Après quoi, la jeune femme rousse prit dans sa main un noyau de crème qu’elle appliqua sur le ventre et les reins de Sandrine, puis avec ses doigts elle l’étala sur son sexe et la fleur de ses reins et écartant les fines lèvres avec deux de ses doigts, elle mit à jour la partie carminée de son ventre et commença un massage adoucissant tout en faisant pénétrer ses doigts dans l’étroite gaine ainsi ouverte et de l’autre main, elle caressa et pénétra d’un doigt l’œillet fermé de ses reins dont l’anneau rose se contractait sous sa caresse.

Sandrine se mit à gémir sous la caresse d’une femme, caresse nouvelle pour elle, mais aussi à l’idée de l’image ainsi offerte de son intimité la plus secrète et de son plaisir.

Accélérant sa caresse, elle obtint rapidement des gémissements de Sandrine avant qu’elle ne crie son plaisir nouveau en pensant quelle allait bientôt assister à la préparation d’Agnès ce qui multiplia sa jouissance.

Après quoi, la jeune femme brune s’occupa de la même manière d’Agnès, laquelle hurla lors de l’arrachage de la cire et gémit jusqu’à l’orgasme sous les caresses réparatrices prodiguées profondément à son ventre et à ses reins.

Elles furent alors soigneusement parfumées au creux du ventre et des reins et les lèvres de leur ventre furent ainsi que la pointe de leurs seins, maquillés avec une substance carminée qui faisait luire à la lumière leur ventre délicat dont on ne voyait plus que la fente offerte sans aucune protection.
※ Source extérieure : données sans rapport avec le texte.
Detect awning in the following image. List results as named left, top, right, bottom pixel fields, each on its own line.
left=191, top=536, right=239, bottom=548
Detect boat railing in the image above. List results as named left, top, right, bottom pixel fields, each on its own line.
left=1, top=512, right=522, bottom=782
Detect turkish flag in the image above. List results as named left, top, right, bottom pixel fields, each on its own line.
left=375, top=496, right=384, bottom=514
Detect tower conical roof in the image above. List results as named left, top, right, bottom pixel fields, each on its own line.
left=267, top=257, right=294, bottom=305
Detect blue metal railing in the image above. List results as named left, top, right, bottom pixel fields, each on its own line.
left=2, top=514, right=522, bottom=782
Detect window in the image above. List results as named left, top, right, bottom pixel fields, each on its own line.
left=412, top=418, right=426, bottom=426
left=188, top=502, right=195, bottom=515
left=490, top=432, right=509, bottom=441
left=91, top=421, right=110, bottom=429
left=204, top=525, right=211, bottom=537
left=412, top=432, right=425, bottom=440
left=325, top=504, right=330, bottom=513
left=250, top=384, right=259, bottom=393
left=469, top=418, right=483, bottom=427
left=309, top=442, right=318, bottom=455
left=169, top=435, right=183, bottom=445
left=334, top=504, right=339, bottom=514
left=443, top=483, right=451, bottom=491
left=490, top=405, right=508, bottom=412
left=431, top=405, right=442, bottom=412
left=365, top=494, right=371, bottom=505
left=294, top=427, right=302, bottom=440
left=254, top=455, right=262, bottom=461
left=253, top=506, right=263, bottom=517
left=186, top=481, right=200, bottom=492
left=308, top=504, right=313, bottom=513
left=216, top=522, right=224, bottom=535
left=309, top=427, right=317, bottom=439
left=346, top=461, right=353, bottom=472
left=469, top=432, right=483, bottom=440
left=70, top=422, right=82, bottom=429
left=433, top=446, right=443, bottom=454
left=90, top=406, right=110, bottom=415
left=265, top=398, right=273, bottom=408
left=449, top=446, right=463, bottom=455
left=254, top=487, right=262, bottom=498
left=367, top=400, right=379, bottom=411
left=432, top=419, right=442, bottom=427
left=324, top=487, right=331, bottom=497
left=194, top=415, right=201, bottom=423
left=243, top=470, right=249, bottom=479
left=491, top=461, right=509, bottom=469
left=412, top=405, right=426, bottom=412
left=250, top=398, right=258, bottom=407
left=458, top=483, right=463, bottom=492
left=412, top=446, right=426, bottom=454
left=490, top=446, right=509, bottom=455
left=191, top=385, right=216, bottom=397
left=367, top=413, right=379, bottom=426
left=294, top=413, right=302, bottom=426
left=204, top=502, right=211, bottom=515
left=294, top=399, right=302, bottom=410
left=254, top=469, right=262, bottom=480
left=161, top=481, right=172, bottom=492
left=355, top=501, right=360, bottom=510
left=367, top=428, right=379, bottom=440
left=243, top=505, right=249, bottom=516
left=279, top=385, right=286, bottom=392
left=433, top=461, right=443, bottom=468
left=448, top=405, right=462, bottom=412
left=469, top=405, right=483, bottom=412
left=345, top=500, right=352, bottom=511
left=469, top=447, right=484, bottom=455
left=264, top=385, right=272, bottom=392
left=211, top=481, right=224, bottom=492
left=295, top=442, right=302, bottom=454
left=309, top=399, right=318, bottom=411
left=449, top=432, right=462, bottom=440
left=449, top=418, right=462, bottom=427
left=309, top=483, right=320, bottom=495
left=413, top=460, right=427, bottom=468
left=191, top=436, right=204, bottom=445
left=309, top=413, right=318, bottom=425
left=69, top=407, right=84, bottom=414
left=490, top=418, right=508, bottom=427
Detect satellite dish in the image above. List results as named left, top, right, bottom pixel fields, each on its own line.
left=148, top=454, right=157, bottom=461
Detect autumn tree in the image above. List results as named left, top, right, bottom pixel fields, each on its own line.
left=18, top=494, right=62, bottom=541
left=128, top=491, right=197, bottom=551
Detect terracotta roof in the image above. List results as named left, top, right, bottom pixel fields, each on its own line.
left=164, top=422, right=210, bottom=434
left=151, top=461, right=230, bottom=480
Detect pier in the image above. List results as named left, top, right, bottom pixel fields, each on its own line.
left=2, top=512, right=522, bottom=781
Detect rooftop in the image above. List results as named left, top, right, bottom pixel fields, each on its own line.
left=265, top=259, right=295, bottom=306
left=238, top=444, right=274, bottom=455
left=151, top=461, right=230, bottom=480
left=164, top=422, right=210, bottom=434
Elles les revêtirent d’une tunique en soie ajustée sur leurs formes parfaites, faisant ressortir l’auréole des seins et la chute de leurs reins en laissant percevoir la peau sous la transparence du voile et de la lumière aucune hombre ne venant plus dissimuler à la vue leur ventre ainsi offert dans une totale nudité.

Elles les quittèrent alors en leurs disant d’attendre assisses, en leur interdisant de croiser les jambes et quelles seraient bientôt présentées.